Lines 217-218: Literature indicates that for 6-log viral inactivation 25 kGy appears to be on the upper end of the range for irradiation conditions above 0°C [14–20].

 

14. House, C.; House, J.A.; Yedloutschnig, R.J. Inactivation of Viral Agents in Bovine Serum by Gamma Irradiation. Can J Micro-biol 1990, 36, 737–740, doi:10.1139/m90-126.

 

15. Hume, A.J.; Ames, J.; Rennick, L.J.; Duprex, W.P.; Marzi, A.; Tonkiss, J.; Mühlberger, E. Inactivation of RNA Viruses by Gam-ma Irradiation: A Study on Mitigating Factors. Viruses 2016, 8, 204, doi:10.3390/v8070204.

 

16. Sullivan, R.; Fassolitis, A.C.; Larkin, E.P.; Read, R.B.; Peeler, J.T. Inactivation of Thirty Viruses by Gamma Radiation. Appl Microbiol 1971, 22, 61–65, doi:10.1128/am.22.1.61-65.1971.
17. Kitchen, A.D.; Mann, G.F.; Harrison, J.F.; Zuckerman, A.J. Effect of Gamma Irradiation on the Human Immunodeficiency Vi-rus and Human Coagulation Proteins. Vox Sang 1989, 56, 223–229, doi:10.1111/j.1423-0410.1989.tb02033.x.

 

18. Hiemstra, H.; Tersmette, M.; Vos, A.H.; Over, J.; van Berkel, M.P.; de Bree, H. Inactivation of Human Immunodeficiency Virus by Gamma Radiation and Its Effect on Plasma and Coagulation Factors. Transfusion 1991, 31, 32–39, doi:10.1046/j.1537-2995.1991.31191096182.x.

 

19. Grieb, T.; Forng, R.-Y.; Brown, R.; Owolabi, T.; Maddox, E.; McBain, A.; Drohan, W.N.; Mann, D.M.; Burgess, W.H. Effective Use of Gamma Irradiation for Pathogen Inactivation of Monoclonal Antibody Preparations. Biologicals 2002, 30, 207–216, doi:10.1006/biol.2002.0330.

 

20. Feldmann, F.; Shupert, W.L.; Haddock, E.; Twardoski, B.; Feldmann, H. Gamma Irradiation as an Effective Method for Inac-tivation of Emerging Viral Pathogens. Am J Trop Med Hyg 2019, 100, 1275–1277, doi:10.4269/ajtmh.18-0937.

 

Because our work is a proof-of-concept study, we selected 25 kGy as a representative sterilization dose. However, we agree that a more comprehensive dose-response evaluation—encompassing a range of pathogens and blood product types—will be needed to refine these parameters further, as we mention in the Discussion section.

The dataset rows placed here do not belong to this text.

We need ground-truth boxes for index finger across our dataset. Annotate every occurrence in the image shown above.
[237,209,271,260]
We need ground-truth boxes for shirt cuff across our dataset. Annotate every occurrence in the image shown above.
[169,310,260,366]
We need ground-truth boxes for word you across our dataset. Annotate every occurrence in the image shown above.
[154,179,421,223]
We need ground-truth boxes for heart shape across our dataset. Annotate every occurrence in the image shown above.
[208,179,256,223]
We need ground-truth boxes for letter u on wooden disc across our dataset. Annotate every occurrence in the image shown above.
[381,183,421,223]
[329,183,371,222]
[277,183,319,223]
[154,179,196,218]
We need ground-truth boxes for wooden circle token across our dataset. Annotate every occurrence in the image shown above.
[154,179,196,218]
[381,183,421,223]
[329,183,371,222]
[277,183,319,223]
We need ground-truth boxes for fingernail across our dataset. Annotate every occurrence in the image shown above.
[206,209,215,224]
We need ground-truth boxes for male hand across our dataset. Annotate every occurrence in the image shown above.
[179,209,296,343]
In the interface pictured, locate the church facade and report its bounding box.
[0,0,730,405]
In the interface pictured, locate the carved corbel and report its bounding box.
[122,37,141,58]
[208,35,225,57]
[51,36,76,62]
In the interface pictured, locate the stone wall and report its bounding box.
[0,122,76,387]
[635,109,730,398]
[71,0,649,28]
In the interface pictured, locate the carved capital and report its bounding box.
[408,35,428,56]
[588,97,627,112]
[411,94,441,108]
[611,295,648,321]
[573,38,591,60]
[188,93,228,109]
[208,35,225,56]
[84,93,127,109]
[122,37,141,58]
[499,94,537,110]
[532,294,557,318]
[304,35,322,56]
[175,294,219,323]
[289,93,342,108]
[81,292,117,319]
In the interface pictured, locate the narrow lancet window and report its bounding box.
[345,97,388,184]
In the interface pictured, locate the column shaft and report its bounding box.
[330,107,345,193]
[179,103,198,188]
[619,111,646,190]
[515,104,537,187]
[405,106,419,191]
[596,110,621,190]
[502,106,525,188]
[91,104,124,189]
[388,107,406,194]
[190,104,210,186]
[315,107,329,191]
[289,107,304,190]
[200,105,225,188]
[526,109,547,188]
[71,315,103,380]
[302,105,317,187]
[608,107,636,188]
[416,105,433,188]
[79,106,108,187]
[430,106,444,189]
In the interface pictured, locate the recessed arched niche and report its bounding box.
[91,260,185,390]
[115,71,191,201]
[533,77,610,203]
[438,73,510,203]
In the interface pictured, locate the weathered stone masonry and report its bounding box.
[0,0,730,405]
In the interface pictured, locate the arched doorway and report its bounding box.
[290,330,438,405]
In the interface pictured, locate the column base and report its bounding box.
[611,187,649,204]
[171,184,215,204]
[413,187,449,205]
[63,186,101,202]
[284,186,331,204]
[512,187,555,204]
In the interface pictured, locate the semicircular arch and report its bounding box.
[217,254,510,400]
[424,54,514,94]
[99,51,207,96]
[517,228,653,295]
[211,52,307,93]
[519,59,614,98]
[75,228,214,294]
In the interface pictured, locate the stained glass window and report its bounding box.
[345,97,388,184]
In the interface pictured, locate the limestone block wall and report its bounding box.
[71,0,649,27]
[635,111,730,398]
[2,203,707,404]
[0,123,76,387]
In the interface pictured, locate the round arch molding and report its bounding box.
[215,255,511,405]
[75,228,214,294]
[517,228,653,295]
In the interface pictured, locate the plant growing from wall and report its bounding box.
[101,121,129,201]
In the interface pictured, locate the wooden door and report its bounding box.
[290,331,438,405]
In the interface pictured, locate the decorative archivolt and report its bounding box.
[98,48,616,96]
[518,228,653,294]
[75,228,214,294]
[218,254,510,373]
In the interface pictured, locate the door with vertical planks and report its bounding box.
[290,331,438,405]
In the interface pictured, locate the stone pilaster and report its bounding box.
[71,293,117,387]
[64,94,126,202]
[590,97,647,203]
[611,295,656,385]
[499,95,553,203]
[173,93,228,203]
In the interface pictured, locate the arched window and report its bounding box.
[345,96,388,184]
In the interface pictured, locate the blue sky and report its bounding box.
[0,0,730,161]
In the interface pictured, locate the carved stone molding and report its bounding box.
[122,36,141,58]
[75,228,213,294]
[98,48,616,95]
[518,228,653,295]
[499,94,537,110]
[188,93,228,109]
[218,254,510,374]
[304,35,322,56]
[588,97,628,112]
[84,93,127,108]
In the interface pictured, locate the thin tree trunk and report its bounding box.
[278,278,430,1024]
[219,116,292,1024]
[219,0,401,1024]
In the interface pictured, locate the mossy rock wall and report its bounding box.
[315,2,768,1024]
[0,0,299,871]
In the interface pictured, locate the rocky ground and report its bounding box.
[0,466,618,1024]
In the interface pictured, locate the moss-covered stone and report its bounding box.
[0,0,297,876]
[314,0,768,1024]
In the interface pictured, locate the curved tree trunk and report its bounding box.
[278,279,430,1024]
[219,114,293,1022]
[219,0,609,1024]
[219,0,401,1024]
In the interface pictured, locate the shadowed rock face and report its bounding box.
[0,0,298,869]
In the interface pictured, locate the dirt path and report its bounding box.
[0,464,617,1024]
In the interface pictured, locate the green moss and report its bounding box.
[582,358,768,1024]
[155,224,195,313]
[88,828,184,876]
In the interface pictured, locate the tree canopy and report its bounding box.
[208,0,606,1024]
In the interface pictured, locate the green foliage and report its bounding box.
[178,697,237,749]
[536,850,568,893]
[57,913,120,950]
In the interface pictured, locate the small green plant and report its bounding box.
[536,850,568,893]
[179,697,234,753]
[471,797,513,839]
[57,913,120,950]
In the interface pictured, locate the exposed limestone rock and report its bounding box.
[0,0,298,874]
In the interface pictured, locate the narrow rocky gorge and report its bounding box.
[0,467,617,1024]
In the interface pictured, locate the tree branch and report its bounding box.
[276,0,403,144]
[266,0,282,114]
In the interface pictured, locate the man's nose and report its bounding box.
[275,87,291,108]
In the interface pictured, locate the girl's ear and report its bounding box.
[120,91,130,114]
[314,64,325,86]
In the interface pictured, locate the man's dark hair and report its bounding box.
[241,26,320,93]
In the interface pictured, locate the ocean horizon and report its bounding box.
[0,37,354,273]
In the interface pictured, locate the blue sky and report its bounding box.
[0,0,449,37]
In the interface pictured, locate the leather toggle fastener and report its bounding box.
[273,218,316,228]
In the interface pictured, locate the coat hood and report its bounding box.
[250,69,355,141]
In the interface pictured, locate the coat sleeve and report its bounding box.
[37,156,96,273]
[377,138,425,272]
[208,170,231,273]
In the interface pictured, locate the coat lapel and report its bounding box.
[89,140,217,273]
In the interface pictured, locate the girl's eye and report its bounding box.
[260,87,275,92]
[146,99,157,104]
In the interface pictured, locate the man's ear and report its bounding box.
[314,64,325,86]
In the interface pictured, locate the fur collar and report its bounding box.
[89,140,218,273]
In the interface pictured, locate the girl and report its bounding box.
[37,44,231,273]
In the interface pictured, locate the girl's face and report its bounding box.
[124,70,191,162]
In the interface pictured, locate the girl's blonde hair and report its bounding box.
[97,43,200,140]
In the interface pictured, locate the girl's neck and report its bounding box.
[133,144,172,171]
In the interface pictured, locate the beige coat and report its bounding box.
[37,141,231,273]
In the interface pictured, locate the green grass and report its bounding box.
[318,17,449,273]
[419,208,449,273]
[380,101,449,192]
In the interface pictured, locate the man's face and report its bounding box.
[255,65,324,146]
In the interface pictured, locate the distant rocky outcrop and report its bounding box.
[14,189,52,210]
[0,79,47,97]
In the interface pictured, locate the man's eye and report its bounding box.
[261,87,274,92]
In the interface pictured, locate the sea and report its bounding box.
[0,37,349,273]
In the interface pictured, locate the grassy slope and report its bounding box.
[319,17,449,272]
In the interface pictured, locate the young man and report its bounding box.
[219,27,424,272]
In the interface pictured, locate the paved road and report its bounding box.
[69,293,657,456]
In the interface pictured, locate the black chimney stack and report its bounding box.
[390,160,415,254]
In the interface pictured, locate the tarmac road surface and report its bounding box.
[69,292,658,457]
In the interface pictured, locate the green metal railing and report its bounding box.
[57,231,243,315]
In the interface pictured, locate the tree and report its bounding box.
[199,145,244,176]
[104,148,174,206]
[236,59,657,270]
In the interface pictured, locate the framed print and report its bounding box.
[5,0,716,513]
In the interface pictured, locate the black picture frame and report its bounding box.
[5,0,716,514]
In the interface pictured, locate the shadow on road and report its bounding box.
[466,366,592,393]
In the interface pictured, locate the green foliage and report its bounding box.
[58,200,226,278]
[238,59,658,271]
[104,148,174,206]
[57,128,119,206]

For additional clarity, we have revised the manuscript to explicitly indicate the broader range of doses reported in the literature for viral inactivation. The relevant portion of the Discussion now reads:

Lines 235-236: Literature indicates that for 6-log viral inactivation is achieved by 10–50 kGy depending on the virus, medium, and temperature [15–21].

Author Response File: Author Response.pdf

Round 2

Reviewer 3 Report

Comments and Suggestions for Authors

Authors improved the manuscript significantly in response to the previous review comments and now in my opinion the manuscript is ready for publication.